The server scuttled off.

“Apologies,” Bao said wearily. “I am being frangled.” He sighed and sank into the chair across from her, looking around himself at the luxurious setting. There were real carpets. There were real fabrics at the sides of the view screens. The chairs were large and cushiony. The small table at his side had the appearance of real wood, though that was, of course, unlikely. Still, going to the trouble to make it look like that was an indication of … something. “They are believing us to be important,” he said.

“They want us to believe they think we’re important,” she snarled, unwilling to forgive him. “Sending us off for years and years, disrupting our lives! All this is like offering a child candy if he will be good.” She had seen a good deal of that in Perkins Store, where so-called penny candies were provided for children as souvenirs of Old Earth.

He nodded, his eyes fixed on her face as though he had just noticed her. “There is being high probability we must be good regardless, so candy is being offered for making us more happy about inevitables. A bonus, perhaps?”

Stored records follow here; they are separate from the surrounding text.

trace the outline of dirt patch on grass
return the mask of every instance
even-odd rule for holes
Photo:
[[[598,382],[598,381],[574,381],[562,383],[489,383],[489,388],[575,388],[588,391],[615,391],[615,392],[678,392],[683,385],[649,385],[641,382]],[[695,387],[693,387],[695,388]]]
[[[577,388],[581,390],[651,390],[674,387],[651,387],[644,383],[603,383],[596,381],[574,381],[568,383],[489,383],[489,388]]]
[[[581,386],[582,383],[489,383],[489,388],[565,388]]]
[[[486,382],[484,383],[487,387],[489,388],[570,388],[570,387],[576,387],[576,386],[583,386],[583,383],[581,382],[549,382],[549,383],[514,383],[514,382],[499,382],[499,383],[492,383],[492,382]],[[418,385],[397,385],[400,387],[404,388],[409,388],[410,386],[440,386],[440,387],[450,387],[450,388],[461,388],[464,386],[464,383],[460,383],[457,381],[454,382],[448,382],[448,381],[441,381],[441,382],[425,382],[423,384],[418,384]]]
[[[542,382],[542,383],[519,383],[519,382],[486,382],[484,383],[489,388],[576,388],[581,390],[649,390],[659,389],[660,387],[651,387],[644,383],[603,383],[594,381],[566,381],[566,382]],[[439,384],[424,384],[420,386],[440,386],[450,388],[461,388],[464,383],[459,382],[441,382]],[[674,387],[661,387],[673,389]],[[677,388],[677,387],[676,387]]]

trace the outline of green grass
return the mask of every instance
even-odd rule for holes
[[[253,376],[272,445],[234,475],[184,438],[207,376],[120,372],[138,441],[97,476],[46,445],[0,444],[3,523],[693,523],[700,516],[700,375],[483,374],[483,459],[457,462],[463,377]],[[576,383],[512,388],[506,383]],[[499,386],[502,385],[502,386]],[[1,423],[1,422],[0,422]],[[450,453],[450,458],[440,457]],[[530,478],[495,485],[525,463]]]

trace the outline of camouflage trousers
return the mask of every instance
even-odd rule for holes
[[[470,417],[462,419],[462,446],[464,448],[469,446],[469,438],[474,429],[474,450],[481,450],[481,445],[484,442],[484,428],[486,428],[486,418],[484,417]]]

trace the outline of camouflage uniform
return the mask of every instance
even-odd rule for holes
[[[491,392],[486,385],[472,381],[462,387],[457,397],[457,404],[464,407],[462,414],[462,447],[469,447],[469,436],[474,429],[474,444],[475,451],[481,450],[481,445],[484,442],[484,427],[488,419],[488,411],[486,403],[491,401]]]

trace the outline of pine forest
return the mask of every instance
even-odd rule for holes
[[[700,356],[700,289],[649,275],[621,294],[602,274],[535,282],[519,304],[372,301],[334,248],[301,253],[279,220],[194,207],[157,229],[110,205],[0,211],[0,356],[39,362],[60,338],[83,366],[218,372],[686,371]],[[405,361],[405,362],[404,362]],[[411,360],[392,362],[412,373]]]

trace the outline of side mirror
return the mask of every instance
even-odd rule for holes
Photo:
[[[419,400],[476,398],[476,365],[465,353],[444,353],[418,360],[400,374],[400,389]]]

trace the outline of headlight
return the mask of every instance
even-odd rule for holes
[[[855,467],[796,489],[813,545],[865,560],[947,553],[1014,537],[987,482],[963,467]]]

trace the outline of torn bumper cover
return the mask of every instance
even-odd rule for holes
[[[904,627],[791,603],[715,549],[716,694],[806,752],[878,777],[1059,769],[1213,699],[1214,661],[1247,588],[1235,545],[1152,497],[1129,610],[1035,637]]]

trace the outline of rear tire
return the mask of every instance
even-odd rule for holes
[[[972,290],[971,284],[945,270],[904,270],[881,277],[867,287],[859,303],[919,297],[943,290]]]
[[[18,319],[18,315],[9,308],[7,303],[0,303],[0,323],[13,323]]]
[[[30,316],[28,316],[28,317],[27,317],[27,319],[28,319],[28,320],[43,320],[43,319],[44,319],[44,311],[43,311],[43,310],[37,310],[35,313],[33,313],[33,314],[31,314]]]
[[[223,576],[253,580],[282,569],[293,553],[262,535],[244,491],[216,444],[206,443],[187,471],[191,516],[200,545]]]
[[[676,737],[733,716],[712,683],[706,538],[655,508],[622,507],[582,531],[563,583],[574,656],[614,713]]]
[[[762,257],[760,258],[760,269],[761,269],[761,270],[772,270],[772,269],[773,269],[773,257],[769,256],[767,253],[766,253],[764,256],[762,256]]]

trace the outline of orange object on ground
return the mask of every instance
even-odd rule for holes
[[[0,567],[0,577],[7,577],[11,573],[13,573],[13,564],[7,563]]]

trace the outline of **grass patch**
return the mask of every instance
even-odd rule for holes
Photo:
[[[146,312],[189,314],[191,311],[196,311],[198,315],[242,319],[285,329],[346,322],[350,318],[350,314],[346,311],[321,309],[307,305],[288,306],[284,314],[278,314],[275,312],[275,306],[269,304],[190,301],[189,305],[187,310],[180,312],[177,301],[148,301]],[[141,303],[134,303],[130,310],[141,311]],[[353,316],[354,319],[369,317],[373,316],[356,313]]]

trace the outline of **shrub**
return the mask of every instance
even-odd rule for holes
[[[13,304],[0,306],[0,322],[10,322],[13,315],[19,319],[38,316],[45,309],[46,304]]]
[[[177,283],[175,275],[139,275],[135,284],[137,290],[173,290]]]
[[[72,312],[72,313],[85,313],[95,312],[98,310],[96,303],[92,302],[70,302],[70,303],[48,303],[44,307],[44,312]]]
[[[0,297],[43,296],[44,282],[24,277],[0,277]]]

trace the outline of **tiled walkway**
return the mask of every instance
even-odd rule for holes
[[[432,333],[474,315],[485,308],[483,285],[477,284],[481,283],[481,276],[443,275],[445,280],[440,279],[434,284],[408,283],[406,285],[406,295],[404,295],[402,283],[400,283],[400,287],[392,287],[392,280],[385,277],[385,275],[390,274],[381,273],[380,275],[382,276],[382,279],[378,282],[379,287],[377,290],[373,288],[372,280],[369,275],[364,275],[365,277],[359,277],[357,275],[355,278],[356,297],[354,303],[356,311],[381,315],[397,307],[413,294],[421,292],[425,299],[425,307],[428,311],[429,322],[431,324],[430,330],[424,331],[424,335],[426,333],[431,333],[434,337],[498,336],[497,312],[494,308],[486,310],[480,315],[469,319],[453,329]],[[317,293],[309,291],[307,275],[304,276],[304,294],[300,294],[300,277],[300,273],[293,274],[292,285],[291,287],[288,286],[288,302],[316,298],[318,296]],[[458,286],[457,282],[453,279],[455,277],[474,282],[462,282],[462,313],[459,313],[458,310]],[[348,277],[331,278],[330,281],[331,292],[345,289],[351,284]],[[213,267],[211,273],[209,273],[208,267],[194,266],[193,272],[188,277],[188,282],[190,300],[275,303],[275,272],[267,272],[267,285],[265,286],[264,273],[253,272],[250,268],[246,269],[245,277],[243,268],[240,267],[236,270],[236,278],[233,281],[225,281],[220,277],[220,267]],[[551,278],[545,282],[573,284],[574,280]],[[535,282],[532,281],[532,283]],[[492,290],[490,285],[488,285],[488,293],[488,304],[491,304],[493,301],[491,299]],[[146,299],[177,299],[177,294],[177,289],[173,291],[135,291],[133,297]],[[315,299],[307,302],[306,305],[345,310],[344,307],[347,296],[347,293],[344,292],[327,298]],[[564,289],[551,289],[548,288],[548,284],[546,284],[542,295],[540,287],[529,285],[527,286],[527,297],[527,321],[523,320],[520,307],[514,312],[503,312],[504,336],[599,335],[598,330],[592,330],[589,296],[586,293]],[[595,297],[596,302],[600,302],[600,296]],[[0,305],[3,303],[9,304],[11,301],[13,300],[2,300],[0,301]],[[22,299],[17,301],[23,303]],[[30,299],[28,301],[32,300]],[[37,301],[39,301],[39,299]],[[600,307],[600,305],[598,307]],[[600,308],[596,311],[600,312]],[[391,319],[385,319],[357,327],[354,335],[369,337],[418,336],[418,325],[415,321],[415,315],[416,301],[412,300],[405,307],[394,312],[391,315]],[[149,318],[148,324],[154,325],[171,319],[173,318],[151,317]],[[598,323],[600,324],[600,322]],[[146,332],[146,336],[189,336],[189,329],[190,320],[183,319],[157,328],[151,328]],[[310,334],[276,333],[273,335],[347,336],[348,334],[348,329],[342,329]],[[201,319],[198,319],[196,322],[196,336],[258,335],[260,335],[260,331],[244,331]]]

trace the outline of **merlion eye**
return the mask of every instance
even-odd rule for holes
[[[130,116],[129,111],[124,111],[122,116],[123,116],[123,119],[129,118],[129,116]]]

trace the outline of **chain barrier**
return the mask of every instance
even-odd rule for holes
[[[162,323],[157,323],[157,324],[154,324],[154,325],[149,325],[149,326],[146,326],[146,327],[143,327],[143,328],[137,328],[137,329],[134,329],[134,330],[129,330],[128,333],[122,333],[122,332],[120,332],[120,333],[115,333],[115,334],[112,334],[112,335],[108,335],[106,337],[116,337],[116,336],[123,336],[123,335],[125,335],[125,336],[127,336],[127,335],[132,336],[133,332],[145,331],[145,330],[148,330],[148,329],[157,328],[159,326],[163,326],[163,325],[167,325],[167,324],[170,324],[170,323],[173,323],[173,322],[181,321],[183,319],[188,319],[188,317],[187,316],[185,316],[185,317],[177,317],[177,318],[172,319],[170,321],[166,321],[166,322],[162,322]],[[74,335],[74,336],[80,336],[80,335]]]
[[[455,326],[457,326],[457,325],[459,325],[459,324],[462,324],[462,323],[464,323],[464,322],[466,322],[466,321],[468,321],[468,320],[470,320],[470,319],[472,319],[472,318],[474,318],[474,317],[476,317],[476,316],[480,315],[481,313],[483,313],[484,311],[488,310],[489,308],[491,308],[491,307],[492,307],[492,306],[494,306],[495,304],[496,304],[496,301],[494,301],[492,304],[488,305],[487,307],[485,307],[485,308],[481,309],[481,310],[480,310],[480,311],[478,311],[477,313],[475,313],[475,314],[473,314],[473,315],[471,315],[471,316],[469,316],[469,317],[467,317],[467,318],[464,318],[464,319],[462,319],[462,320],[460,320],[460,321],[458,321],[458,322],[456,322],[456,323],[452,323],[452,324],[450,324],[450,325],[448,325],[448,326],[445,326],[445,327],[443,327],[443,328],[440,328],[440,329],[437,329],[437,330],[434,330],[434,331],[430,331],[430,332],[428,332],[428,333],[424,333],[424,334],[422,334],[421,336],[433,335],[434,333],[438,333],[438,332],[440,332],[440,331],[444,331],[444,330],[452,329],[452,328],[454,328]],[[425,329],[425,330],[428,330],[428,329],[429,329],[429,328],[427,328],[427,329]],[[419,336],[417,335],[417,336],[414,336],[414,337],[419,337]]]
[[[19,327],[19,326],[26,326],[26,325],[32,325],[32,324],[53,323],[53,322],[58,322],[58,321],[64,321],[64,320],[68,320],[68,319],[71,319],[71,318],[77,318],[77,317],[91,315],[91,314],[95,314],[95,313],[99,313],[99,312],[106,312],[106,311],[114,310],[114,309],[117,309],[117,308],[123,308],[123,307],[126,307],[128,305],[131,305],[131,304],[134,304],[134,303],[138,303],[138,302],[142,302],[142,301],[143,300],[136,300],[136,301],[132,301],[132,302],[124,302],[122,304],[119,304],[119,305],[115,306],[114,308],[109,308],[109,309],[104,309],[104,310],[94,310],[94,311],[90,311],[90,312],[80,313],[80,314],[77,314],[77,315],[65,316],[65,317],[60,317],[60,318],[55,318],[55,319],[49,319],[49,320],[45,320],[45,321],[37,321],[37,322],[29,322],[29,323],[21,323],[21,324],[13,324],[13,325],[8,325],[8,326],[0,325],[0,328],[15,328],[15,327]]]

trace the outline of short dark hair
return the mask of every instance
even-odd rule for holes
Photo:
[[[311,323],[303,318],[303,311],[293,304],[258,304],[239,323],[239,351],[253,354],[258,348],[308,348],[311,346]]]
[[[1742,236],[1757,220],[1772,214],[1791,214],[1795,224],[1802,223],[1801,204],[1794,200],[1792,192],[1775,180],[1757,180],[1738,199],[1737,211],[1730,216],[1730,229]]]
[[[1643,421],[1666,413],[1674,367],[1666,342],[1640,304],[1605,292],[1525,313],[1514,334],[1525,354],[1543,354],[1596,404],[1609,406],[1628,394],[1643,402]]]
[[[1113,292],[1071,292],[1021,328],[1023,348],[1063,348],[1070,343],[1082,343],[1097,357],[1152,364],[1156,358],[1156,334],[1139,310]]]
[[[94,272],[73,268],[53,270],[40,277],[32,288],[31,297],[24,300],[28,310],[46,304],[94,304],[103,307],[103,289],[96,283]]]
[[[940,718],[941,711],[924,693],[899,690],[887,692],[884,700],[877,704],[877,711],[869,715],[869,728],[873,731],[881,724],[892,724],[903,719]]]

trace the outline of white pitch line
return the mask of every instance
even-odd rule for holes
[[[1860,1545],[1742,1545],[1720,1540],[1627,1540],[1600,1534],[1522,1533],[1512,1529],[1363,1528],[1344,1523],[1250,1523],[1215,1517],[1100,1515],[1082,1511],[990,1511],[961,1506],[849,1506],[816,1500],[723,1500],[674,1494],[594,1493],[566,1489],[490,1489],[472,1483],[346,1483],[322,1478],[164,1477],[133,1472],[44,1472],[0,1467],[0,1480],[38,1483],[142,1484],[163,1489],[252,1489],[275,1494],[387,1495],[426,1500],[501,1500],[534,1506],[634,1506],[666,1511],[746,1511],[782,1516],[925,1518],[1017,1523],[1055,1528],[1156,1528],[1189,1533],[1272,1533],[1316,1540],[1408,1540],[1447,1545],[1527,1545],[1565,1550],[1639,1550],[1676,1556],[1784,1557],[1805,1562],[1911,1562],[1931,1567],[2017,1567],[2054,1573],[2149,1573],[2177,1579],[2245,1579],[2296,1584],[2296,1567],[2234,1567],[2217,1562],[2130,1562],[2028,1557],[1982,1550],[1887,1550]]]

“Bribe, not bonus!” She snorted. Newholme. She had no idea where Newholme was. They spoke together:

“Are you knowing where … “

“I have no idea where … “

He laughed. After a moment, unable to help herself, she smiled waveringly.

He made an expansive, almost girlish gesture. “We are being angry at situation, not at one another. Maybe we are being angry with Questioner, but Questioner is not knowing and is not caring, so we waste anger on nothing. It is clear we are being together for some time. Let us be easy together.”

“Is the Questioner a she?”

“So I am understanding. Of a sort.”

The server brought the tea and several cookies, real cookies that smelled of vanilla and lemon. Ellin smiled at this and allowed herself to be soothed. Gandro Bao was right, of course. There was no point getting frangled with one another.

“Do you have family?” she asked.

“I was natural born,” he said. “I have mother, father, one sister.”

“Do you look anything like your sister?” Ellin asked curiously. Full siblings were rare except for clones. The genetic agencies usually required donor insemination for second births, to keep the gene pool as widely spread as possible within types.

He nodded, raising a hand to the server, which came buzzing over, stopping at his elbow. “I am desiring a ham sandwich,” he said. “With mustard and a pickle.”